The technological advances created at the Long Beach desalination facility cast desalination in a new and more favorable light. The dual issues of high cost and environmental impact are being conquered, and desalination is poised to significantly contribute to the world’s water supply. Alsop predicts, “If our research goes the way we think it will go, the data will be very valuable and influential” for other agencies and organizations, freeing them to pursue desalination as a viable and important supplement to their water supplies.
January-February 2007
A Cost-Effective and Environmentally Friendly Desalination Option
The problem of supplying drinking water to the masses still survives, and desalination continues to be one of the most sought-after solutions.
Humans have always tried to control their environment, especially when it comes to water. The Romans, ancient masters of irrigation, used a system of complex aqueducts to supply their citizens with a steady supply of potable water. Massive, unwieldy, and demanding, the empire undoubtedly asked for more water than was readily available.
According to the World Health Organization, 97% of the world’s water is undrinkable, 2% of the fresh water is frozen, and “less than 1% of the world’s water supply is fresh water and available for human consumption.” Constantly threatened by pollution and waste, the remaining 1% cannot adequately support the world’s population, and as a result, more than 2.7 billion people, most of who live in developing countries, do not have access to safe drinking water. Water consumption continues to increase exponentially, and experts anticipate that demand for water will increase by 22% by 2025.
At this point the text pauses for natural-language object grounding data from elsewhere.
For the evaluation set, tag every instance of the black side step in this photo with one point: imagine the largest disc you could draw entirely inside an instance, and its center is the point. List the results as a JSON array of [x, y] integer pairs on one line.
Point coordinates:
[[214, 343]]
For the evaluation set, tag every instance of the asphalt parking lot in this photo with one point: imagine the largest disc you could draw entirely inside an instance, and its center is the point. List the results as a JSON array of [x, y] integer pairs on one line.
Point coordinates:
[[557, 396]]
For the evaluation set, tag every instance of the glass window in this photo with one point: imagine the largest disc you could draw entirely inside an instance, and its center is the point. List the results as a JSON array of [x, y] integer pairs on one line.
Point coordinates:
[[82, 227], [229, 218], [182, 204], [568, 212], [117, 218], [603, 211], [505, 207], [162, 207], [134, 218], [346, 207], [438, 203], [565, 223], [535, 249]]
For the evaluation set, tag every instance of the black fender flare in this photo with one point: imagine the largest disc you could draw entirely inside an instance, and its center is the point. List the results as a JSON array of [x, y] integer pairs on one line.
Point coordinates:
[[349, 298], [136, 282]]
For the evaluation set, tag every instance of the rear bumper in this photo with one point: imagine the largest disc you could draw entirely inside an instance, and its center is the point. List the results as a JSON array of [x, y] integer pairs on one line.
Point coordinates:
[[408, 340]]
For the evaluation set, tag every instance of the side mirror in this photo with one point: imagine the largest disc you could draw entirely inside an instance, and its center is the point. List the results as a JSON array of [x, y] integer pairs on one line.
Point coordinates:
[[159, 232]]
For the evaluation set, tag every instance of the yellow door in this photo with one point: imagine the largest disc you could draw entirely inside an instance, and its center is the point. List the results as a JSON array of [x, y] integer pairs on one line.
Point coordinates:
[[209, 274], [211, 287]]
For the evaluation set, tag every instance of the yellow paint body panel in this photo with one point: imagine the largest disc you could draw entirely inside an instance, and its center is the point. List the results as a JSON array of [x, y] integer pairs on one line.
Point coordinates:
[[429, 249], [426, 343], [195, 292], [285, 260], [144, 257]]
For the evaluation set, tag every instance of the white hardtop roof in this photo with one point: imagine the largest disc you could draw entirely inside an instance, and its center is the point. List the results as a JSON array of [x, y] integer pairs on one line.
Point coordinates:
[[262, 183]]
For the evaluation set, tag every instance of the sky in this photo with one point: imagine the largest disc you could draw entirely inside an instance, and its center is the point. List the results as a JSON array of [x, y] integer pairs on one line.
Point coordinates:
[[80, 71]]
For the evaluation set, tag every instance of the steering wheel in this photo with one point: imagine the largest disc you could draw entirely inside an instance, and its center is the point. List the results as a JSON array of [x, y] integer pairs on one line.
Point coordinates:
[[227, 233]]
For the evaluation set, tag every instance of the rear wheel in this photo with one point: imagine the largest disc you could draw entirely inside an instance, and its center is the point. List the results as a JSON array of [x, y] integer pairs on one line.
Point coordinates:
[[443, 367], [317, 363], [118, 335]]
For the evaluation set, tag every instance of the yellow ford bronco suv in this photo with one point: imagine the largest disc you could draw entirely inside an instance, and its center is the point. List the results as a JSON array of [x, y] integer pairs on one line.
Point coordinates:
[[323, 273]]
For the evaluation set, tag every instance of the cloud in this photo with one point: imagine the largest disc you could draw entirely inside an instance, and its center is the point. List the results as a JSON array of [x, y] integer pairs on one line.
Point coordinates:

In the past, desalination lurked in the shadows because of its prohibitive cost and detrimental environmental effect. Currently there are approximately 12,000 desalination plants worldwide, more than 60% of which are located in the Middle East. By contrast, fewer than 2,000 desalination plants exist in the United States, with the majority located in the Caribbean and Florida. A smaller number of plants sit along the California coastline, but in the face of diminished supply and increased population, the idea of desalination as a viable alternative is gaining popularity.
In 1996, the Los Angeles Department of Water and Power (LADWP), in a joint effort with the US Bureau of Land Management, initiated the creation of a desalination research and development project in Long Beach, CA. By September 2005, a 300,000-gallon-per-day research facility was up and running, completing the second phase of the Long Beach Seawater Desalination Project. Officials anticipate fulfilling the third and final phase of the project by 2010, at which time the Long Beach project will have morphed into a fully operational facility able to provide up to10% of the region’s drinking water. With recent California Coastal Commission approval and an influx of grant funding from California State Proposition 50, the project is poised to become the most efficient and environmentally sound desalination program in the country.
Desalination: A Brief History
The process of desalination involves the removal of dissolved solids (such as salts) from seawater, treated wastewater, or brackish water in order to produce fresh water. Desalination methods fall into two major categories: distillation and membrane filtration. Distillation involves heating seawater in order to collect the resulting freshwater vapor. With membrane filtration, also known as reverse osmosis, water passes through membranes that separate dissolved solids. Sidney Loeb and Srinivasa Sourirajan (University of California–Los Angeles) developed the first reverse osmosis membrane in 1959. These membranes, made of cellulose acetate, allow for the application of high pressure to “specific ionic water molecules,” thereby producing fresh water from a salt solution. In order to ensure that the membranes are kept in a pristine condition, the seawater gets pretreated using a cleaning process similar to the filtration methods used at water treatment plants. Currently more than 60% of the world’s desalination systems use some form of reverse osmosis.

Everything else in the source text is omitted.